What Is the SIL Open Font License? A Plain-English Guide
If you download free fonts, you'll see four letters again and again: OFL. It stands for the SIL Open Font License, and it's the license behind most of Google Fonts and the majority of quality free typefaces. Understanding it removes almost all the anxiety around "can I actually use this?"
What the OFL permits
The OFL is deliberately permissive. Under it you may:
- Use the font for any purpose, personal or commercial.
- Embed it in documents, apps, websites, logos, and products.
- Redistribute it, bundle it, and even modify it.
There is no fee, no attribution requirement in your final design, and no limit on commercial use. A logo you make with an OFL font is yours.
The three real rules
The freedom comes with three conditions, and they're easy to honor:
- Keep the license with the font.

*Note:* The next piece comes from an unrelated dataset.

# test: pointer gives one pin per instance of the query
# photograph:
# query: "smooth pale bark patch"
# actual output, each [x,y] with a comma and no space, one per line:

If you redistribute the font file itself, include the original OFL text and copyright notice.
- Don't sell the font on its own. You can sell products made with it; you can't sell the font file as the product.
- Respect Reserved Font Names. If you modify an OFL font, you must rename it so it isn't confused with the original.
Why it matters for a download site
The "keep the license with the font" rule is why every font in our library ships with its license file in the download. It's also why a site can host OFL fonts for free and run ads without legal risk: redistribution is expressly allowed. That's the entire legal foundation of free-font directories.
In short: if a font is OFL, you can almost certainly use it for whatever you have in mind. The only thing you can't do is pretend you made the font itself.